すると蓮子がメリーの隣に座り、メリーをいつでも庇う体勢に入る。
「大丈夫よ、別に取って食べようなんて思っていないわ。
それより貴女、珍しいクランを持っているらしいわね?
私、それを今直ぐにでも見たいから早くファイトをしましょう。
勿論、あくまでティーチングだけどね」
「は、はぁ………」
「なぬ、メリーはなんか珍しいカードを持っていたのか⁉︎」
すると咲夜が蓮子達の警戒を解かせ、メリーが珍しいクランを持つと言って早くファイトをする様に促す。

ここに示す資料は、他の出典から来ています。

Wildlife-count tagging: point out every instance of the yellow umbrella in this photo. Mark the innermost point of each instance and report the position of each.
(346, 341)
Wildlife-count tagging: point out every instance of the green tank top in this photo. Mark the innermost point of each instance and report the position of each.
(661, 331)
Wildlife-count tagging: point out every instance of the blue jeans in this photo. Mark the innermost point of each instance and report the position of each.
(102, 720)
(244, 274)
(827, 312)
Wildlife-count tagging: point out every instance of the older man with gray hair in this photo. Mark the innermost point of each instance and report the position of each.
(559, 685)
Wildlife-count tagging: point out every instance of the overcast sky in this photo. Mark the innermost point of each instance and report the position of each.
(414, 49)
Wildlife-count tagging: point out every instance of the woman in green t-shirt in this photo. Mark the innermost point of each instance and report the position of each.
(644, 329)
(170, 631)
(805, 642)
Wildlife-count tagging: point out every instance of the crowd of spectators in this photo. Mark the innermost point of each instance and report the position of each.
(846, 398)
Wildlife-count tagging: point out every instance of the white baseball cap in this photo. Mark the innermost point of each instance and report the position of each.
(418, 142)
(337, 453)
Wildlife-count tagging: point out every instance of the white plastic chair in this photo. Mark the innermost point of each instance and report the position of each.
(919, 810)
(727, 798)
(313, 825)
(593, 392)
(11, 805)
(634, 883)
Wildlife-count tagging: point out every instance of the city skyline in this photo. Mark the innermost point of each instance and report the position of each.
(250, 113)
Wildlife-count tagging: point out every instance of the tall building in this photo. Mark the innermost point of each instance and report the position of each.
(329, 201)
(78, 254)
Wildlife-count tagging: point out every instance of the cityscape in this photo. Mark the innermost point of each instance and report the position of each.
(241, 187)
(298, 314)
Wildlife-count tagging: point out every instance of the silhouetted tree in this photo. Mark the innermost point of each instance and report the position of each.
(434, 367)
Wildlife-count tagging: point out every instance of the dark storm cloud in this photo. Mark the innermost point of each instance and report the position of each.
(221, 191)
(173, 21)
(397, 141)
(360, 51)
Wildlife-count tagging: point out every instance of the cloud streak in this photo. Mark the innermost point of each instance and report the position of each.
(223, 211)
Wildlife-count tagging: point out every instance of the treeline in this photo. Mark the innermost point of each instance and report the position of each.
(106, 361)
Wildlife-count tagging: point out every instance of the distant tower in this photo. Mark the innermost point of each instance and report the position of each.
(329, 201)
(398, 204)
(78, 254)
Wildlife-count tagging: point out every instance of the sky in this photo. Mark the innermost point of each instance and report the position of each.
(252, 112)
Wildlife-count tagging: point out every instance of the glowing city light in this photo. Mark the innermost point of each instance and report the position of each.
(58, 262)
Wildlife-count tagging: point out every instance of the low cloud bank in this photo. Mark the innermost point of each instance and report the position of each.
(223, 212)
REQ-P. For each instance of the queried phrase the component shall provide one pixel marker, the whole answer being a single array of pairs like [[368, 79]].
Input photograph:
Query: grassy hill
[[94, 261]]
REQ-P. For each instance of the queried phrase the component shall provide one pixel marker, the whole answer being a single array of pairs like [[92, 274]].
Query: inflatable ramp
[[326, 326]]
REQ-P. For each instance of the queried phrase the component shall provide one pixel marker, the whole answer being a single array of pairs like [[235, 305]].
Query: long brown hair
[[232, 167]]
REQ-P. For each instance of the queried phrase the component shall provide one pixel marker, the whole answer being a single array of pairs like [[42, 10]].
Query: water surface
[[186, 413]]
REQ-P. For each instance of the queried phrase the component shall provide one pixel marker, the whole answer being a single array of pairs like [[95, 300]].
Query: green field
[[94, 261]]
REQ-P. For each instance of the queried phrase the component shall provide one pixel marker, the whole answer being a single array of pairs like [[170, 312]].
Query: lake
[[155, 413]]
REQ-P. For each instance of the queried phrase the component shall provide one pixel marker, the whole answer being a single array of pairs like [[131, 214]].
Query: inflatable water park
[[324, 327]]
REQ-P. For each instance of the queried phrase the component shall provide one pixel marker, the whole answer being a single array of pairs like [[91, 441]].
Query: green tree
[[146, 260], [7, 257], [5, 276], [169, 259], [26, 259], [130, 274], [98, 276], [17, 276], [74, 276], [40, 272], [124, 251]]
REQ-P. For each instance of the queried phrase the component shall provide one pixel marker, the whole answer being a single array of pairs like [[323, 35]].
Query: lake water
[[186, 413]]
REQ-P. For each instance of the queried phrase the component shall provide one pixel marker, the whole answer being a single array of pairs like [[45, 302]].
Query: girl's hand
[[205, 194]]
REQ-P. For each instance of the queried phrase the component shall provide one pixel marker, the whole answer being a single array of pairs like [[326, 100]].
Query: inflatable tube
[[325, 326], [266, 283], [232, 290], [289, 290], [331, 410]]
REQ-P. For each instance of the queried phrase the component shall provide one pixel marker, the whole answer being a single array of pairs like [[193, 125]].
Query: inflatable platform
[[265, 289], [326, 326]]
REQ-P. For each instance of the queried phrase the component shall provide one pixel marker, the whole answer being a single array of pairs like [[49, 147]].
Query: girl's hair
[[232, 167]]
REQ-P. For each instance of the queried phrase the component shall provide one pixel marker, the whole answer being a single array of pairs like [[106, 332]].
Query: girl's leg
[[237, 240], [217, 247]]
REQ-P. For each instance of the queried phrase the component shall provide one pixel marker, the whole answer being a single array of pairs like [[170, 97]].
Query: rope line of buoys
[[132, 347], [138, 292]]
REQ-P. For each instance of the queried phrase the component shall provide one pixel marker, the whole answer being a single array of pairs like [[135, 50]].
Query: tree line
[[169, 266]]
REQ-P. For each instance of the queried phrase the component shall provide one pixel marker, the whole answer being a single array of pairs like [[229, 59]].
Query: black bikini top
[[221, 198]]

対して当のメリーはまだデッキを確認しておらず、またヴァンガードの初心者で余りカードの事も分かっていないので咲夜の言っている事が微妙に理解出来ず、しかしファイトをしたいと言われたので準備を進める為にグレード0のユニットを探す。
すると、デッキを見ていなかった為に気が付かなかったが、2枚のカードのみ裏目が銀色で、他のカードとは何処か違っていた。
「ああ、そのカードはデッキから外してダメージゾーンの上にある『Gゾーン』って場所に置きなさい。
使う時になったら教えてあげるわ」
「えっ?
は、はぁ……」
それを見た咲夜はそのカードをメリーにデッキから外す様に指示し、それに従ったメリーはそのままグレード0を探す作業に戻る。
そしてそれをヴァンガードサークルに置き、手札を見て入れ替えをする………が、グレード3が引けずそのままファイトに突入する様になってしまう。
その様子をメリーの後ろから手札を確認する様に見た魔理沙は、確かにメリーの使っているデッキは自分が今まで見た事も無い全く未知のクランと判別し、目を輝かせていた。
「では、始めるわよ」
「ええ、良いですよ」
『スタンドアップ・ヴァンガード!』
そうしてメリーと咲夜のファイトが始まる。
戦いの場所はとある地方の遺跡、其処に2人の霊体が2体のユニットにそれぞれライドする。
メリーがライドしたユニット、それは紫色と言う情報から〈ダークイレギュラーズ〉や〈ペイルムーン〉、〈スパイクブラザーズ〉と同じ暗黒国家『ダークゾーン』の所属と分かるが、今までのクランと違い陰がある様には感じず、また今までのクランの特徴とも合致しない未知の存在………名を〈ギアクロニクル〉と言う。
そして、そのクランの
「『ガンナーギア・ドラコキッド』!」
「『
対して咲夜は蓮子と同じ〈ロイヤルパラディン〉で、装具に煌びやかな宝石が施されている騎士の少女にライドする。
その姿は、蓮子がライドした〈ロイヤルパラディン〉のユニット達よりも凛としていて、かなりファイト慣れしている事が分かる。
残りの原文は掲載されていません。